TAMPA, Fla. – The Maine Republican Party’s disunity at the Republican National Convention appears to have taken a toll on a tradition among delegations at political conventions: the partying.

Delegations from most states — including Maine, in past years — eat together, travel together to and from the same hotel, and attend workshops and speeches together.

“That didn’t happen because of the split” between Maine’s supporters of Ron Paul and supporters of Mitt Romney, said Charlie Webster, chairman of the Maine Republican Party and a delegate from Maine.

Typically, when an evening’s stump speeches are over, many delegation members find a place to unwind together. But with Maine’s delegation effectively split into two increasingly distant and distrusting factions, partying as a party apparently became less appealing.

That’s not to say dozens of Mainers passed up Tampa’s booming nightspots to go watch the television pundits hash, re-hash and re-re-rehash what they just watched in person.

The younger lot who comprised much of Paul’s contingent from Maine favored two bars, a waterfront tavern called Whiskey Joe’s and an Irish pub called Four Green Fields, according to delegates and alternates.

They were often joined by libertarian-leaning “Paulites” from other states, especially Texas, whose delegates and alternates helped focus national attention on Maine’s fight over displaced Paul delegates.

A group of Romney delegates found a Greek restaurant off the beaten path where they could eat and talk until 1 or 2 a.m., said Hayes Gahagan, an Aroostook County resident who has attended more than a few GOP national conventions.

Gahagan was among the delegates and alternates who were added to Maine’s slate of official attendees less than a week before the convention, after national party officials stripped Paul supporters of their status, citing a faulty delegate-selection process.

Although Tropical Storm Isaac largely missed Tampa, all of the wind and rain thwarted some Mainers’ plans to do touristy things.
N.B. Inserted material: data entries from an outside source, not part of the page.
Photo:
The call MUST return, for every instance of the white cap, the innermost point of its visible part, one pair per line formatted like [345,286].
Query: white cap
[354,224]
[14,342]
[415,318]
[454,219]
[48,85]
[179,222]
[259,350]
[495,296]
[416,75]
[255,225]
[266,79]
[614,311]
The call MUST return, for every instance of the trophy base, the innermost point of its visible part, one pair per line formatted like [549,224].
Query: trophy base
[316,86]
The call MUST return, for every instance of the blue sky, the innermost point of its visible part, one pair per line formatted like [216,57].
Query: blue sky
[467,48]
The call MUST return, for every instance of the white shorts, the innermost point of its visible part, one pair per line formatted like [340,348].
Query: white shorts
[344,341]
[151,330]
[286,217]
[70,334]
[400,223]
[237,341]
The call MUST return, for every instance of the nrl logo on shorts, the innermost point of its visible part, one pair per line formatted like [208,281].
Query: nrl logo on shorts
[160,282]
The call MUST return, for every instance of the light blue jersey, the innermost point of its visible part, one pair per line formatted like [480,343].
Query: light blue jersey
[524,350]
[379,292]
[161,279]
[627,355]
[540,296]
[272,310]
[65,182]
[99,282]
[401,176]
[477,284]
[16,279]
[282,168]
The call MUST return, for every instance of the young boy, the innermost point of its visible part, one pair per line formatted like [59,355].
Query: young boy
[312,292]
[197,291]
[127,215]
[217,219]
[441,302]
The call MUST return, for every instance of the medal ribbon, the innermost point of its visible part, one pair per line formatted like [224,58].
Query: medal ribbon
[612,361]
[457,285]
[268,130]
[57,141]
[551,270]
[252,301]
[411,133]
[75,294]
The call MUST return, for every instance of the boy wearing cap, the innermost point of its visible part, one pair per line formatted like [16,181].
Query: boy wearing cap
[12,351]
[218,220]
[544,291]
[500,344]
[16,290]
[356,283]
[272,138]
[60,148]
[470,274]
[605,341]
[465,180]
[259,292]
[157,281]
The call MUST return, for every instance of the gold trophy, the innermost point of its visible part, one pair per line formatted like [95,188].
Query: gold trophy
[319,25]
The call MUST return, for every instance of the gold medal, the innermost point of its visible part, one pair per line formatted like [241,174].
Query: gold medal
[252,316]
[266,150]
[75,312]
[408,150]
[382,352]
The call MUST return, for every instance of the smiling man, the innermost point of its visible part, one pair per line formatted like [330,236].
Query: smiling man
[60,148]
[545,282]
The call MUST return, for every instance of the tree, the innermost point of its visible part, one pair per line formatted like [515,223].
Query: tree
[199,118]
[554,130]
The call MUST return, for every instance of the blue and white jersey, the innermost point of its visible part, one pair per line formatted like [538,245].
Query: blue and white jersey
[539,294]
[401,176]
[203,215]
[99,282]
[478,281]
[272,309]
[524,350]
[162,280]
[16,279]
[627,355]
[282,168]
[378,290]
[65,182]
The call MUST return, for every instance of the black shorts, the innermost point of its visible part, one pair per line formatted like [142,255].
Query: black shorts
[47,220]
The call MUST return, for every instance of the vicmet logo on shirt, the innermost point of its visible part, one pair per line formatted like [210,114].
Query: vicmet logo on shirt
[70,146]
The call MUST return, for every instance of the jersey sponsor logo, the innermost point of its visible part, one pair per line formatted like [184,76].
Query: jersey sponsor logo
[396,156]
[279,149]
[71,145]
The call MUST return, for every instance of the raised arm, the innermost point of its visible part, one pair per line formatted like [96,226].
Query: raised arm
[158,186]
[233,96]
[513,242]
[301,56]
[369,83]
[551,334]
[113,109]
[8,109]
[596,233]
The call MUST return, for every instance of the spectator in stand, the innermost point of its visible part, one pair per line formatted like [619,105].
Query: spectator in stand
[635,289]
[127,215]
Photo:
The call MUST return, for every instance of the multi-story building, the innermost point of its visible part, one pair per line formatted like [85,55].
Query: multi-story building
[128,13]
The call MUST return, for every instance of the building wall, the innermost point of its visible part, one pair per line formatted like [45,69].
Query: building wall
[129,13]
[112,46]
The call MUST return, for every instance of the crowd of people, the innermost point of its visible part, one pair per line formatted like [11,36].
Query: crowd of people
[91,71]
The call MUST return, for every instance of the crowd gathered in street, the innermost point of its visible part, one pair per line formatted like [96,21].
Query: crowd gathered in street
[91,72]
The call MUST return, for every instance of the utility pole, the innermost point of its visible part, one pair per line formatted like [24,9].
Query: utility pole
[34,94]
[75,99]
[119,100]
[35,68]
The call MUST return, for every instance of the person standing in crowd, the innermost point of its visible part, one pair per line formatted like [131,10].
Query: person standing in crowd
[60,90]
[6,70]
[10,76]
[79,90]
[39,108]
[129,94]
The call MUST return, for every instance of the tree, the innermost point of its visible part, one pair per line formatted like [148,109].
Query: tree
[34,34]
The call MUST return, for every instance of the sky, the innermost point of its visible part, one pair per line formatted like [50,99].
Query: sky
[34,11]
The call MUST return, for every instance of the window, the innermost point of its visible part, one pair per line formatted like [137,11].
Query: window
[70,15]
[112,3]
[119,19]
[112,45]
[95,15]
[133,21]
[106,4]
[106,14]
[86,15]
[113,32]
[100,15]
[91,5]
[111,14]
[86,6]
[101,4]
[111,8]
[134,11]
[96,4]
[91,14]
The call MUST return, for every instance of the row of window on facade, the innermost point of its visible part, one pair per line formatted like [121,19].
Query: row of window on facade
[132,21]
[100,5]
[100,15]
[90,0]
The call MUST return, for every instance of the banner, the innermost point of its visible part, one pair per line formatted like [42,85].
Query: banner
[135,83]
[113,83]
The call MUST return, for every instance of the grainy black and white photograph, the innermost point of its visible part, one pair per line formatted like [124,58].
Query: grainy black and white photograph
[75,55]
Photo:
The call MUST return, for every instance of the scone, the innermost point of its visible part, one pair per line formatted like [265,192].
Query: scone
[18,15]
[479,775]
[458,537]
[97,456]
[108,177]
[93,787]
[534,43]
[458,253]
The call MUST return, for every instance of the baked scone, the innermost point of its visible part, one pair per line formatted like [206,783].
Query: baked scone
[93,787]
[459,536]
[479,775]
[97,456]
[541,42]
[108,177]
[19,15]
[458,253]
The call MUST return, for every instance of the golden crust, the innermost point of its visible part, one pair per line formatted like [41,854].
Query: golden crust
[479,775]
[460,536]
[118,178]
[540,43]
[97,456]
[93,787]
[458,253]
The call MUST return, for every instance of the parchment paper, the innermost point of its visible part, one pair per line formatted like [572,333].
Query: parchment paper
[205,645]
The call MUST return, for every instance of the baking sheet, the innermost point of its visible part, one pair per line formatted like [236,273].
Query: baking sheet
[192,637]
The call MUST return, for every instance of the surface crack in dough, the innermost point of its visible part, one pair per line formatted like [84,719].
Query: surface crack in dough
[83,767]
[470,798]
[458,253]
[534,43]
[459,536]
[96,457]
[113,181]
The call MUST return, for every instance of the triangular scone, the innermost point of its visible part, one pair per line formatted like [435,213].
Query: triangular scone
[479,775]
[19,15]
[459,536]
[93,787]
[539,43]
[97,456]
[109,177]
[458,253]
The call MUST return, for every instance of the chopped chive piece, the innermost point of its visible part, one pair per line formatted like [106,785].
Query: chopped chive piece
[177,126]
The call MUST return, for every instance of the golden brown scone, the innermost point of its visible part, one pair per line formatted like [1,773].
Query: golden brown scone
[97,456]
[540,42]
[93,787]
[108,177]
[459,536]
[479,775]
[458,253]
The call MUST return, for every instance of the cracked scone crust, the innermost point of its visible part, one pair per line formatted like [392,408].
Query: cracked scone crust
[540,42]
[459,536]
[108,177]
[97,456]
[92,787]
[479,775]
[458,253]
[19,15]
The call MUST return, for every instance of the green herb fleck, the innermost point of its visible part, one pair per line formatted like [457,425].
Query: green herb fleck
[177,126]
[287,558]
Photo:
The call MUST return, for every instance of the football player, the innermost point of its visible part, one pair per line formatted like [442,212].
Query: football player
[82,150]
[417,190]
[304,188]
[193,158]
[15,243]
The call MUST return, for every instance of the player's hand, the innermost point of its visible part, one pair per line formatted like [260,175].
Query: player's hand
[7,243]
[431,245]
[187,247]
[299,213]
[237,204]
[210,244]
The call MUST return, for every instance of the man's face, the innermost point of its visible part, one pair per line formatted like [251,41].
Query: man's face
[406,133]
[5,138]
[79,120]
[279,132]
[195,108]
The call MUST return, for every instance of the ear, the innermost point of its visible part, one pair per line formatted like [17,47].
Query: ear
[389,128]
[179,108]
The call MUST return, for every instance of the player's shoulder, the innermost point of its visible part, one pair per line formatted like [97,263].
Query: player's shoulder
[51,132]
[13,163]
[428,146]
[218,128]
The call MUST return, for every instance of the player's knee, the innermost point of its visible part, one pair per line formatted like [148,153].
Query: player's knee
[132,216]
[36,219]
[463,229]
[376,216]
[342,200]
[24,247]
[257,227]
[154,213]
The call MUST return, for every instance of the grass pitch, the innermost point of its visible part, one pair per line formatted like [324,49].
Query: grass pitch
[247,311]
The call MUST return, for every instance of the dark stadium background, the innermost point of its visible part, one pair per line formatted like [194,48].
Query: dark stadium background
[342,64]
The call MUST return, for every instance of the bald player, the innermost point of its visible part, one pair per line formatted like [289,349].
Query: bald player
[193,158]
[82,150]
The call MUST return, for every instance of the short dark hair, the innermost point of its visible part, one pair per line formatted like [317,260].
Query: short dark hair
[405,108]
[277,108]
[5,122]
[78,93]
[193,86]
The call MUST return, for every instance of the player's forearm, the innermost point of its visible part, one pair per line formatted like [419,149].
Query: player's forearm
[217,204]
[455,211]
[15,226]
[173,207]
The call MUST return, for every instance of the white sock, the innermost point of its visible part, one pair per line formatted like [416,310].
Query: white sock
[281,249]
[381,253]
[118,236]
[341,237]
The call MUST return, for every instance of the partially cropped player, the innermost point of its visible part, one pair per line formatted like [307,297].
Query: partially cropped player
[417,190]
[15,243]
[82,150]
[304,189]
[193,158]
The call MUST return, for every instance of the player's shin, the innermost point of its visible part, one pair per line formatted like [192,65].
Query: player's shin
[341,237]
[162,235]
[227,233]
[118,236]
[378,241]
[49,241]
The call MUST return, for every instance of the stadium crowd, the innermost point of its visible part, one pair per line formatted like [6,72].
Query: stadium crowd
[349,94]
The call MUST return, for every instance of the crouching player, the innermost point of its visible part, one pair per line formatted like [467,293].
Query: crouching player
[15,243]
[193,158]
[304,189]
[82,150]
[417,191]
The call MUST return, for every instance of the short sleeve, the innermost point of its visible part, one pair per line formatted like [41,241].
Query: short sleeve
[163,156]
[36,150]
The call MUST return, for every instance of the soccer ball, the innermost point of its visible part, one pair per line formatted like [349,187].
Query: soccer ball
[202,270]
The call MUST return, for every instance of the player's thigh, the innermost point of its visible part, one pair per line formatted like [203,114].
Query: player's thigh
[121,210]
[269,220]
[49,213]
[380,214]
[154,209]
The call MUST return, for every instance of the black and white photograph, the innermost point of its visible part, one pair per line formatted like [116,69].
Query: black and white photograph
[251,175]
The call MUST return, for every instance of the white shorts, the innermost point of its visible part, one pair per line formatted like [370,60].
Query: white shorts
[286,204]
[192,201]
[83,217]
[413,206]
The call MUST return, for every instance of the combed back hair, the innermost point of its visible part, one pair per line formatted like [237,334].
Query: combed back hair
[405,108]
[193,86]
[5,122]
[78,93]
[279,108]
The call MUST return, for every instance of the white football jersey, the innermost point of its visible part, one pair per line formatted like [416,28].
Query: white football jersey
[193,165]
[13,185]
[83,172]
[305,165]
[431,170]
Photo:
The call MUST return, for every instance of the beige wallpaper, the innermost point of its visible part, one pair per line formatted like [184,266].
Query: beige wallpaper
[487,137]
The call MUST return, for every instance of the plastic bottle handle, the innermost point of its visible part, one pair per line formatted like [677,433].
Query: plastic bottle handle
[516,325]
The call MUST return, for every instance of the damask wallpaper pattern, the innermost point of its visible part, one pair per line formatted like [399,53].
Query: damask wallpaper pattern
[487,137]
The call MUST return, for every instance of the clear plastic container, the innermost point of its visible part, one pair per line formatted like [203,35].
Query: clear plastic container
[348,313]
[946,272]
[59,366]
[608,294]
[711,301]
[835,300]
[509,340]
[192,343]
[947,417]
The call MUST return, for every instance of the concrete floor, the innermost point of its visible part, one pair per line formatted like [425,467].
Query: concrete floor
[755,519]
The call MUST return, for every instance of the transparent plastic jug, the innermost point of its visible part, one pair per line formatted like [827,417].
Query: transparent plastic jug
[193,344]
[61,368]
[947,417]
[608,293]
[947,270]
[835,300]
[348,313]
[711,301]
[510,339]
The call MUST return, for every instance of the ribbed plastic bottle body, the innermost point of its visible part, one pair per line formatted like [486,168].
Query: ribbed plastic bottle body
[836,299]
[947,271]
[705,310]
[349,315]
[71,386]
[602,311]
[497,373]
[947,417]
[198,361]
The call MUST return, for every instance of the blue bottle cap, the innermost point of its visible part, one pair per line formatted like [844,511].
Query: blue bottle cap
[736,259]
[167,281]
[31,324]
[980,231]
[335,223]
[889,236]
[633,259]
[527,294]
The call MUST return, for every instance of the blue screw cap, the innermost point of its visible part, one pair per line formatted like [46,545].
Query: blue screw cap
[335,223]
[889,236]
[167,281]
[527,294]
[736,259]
Several of the Paul delegates, for example, had to scratch plans to catch some of Florida’s famed saltwater sport fish.

Maine’s delegation members didn’t let their internal strife stop the other major purpose of political conventions: networking. They just did it in different circles.

Sen. Garrett Mason, R-Lisbon Falls, got to see big-name politicians while walking around the massive Tampa Bay Times Forum, and met one-time presidential contender Herman Cain.

“Everyone in the conservative movement is in that building,” Mason said.

For Rep. Aaron Libby, who represents the Waterboro area in the Maine House, Sunday’s 5½-hour speechathon and pep rally for Paul backers was his highlight.

“The most enjoyable thing for me was the rally at the Sun Dome and seeing 10,000 (Paul) supporters,” Libby said.

Webster hit the VIP room and after-hours functions reserved for the Republican National Committee, of which he is a member as state chairman.

“You build a relationship with this large family of 168 people,” said Webster, who estimated he talked to one-third of the RNC’s members.

While modern national political conventions are intended as unity parties for the faithful, members of Maine’s GOP family are headed home in a mood that may sound familiar to many survivors of extended family vacations: barely on speaking terms.